Interred in a Brighton cemetery lies seven year old Maria Colwell. Almost thirty years ago she was beaten to death by her step father, William Kepple, after prolonged abuse. The latter included starvation and beatings. She had sustained brain damage, a fractured rib, black eyes, external bruising and internal injuries. One of the more psychological but no less cruel punishments inflicted on Maria by Kepple was to buy his other children ice cream while making her stand in the corner as they ate it. Incapable of love or compassion for a child not biologically his own, Kepple pursued his violence with discriminatory fervour.

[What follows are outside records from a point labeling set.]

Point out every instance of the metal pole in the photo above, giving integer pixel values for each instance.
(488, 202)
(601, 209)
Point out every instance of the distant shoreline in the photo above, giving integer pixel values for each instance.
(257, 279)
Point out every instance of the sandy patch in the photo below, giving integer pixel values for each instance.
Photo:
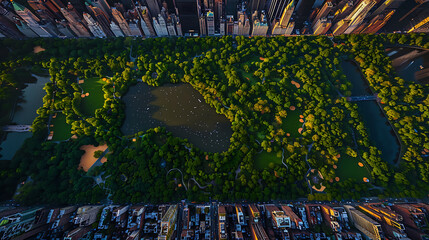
(38, 49)
(88, 159)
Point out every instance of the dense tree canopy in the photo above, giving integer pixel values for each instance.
(257, 83)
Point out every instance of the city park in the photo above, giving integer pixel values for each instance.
(261, 113)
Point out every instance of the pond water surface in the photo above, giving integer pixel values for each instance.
(25, 113)
(377, 125)
(181, 110)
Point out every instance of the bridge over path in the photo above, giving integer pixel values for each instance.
(363, 98)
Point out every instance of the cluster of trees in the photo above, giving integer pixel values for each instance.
(256, 83)
(404, 102)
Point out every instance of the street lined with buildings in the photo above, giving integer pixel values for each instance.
(217, 221)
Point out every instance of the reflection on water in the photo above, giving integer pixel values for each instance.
(25, 114)
(378, 127)
(179, 108)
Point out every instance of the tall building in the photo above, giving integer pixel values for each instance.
(243, 23)
(287, 14)
(63, 28)
(324, 11)
(419, 18)
(170, 27)
(260, 25)
(168, 222)
(256, 5)
(210, 23)
(343, 9)
(377, 22)
(93, 26)
(134, 28)
(321, 26)
(41, 10)
(275, 9)
(103, 6)
(9, 29)
(102, 19)
(178, 25)
(302, 11)
(43, 30)
(76, 24)
(222, 222)
(25, 29)
(203, 27)
(290, 28)
(116, 29)
(150, 32)
(340, 27)
(122, 23)
(229, 25)
(189, 18)
(222, 24)
(365, 224)
(153, 7)
(358, 14)
(160, 26)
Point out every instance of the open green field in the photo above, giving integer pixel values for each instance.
(263, 160)
(347, 167)
(95, 100)
(62, 130)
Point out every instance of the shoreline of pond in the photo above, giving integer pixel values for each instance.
(179, 108)
(381, 114)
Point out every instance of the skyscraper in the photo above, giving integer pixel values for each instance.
(94, 27)
(40, 8)
(287, 14)
(160, 26)
(171, 27)
(9, 29)
(340, 27)
(103, 6)
(210, 23)
(378, 22)
(145, 13)
(116, 29)
(187, 10)
(260, 25)
(203, 27)
(243, 23)
(122, 23)
(76, 24)
(102, 19)
(324, 11)
(358, 14)
(153, 7)
(276, 9)
(33, 21)
(321, 26)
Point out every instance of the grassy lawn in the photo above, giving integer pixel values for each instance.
(263, 159)
(291, 123)
(348, 168)
(61, 128)
(95, 99)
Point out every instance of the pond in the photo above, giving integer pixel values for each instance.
(25, 113)
(181, 110)
(378, 127)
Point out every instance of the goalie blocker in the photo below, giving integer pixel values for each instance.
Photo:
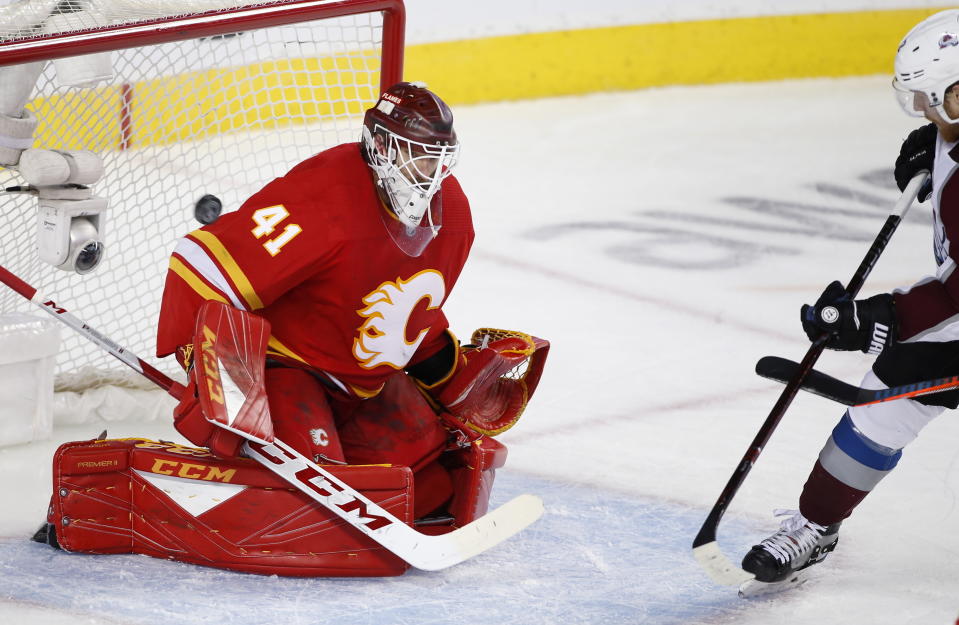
(183, 503)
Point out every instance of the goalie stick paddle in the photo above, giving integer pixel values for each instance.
(824, 385)
(422, 551)
(705, 548)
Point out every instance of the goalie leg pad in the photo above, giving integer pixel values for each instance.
(183, 503)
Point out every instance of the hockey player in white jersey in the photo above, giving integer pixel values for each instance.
(913, 331)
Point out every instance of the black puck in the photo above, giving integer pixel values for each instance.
(207, 209)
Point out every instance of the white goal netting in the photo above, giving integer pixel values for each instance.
(221, 114)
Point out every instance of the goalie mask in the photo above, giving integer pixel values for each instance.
(927, 64)
(410, 144)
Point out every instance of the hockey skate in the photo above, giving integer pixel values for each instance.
(778, 561)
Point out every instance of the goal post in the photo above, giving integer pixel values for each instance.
(201, 97)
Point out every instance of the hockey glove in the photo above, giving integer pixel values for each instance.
(917, 154)
(868, 325)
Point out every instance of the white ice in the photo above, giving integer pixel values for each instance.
(663, 241)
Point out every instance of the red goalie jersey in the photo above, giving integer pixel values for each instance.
(310, 253)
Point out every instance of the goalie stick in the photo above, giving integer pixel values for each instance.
(705, 548)
(824, 385)
(422, 551)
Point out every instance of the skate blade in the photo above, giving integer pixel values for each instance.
(753, 588)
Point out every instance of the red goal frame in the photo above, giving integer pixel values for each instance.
(210, 23)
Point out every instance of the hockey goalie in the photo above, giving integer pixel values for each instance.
(313, 315)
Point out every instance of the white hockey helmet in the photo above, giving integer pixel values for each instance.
(927, 64)
(409, 143)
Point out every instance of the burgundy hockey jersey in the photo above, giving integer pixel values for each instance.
(310, 253)
(929, 310)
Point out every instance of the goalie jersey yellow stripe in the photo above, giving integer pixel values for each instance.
(231, 267)
(195, 282)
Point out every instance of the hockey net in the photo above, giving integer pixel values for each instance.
(207, 96)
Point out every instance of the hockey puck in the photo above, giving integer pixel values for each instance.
(207, 209)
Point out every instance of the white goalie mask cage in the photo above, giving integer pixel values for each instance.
(410, 174)
(927, 64)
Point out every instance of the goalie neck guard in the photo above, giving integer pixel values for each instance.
(409, 143)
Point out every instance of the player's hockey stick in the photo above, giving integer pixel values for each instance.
(824, 385)
(705, 548)
(422, 551)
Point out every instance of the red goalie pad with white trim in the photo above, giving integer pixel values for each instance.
(183, 503)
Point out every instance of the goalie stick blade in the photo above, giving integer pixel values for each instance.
(422, 551)
(720, 568)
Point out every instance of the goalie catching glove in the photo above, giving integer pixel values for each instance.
(490, 381)
(867, 325)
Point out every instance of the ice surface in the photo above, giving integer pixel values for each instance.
(663, 241)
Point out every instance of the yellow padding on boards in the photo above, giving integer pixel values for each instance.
(268, 95)
(648, 55)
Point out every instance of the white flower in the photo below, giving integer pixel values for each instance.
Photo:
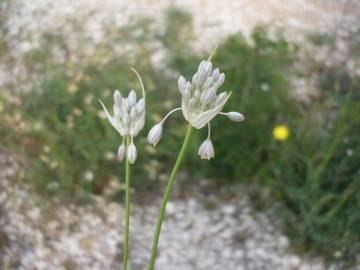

The social services of the day were as culpably inefficient as Kepple was guilty, being completely illiterate when it came to reading the signs. The judiciary were little better, Kepple, if I recall correctly, receiving a mere eight years for manslaughter. The name of both killer and killed have stayed in the recesses of my mind. I had followed the case at the time courtesy of the Daily Mirror - maybe even the Sun or Star - while a young apprentice Terreza layer on a Belfast building site. It was big news then in the English tabloids, standard lunchtime reading for underpaid, overworked Belfast kids.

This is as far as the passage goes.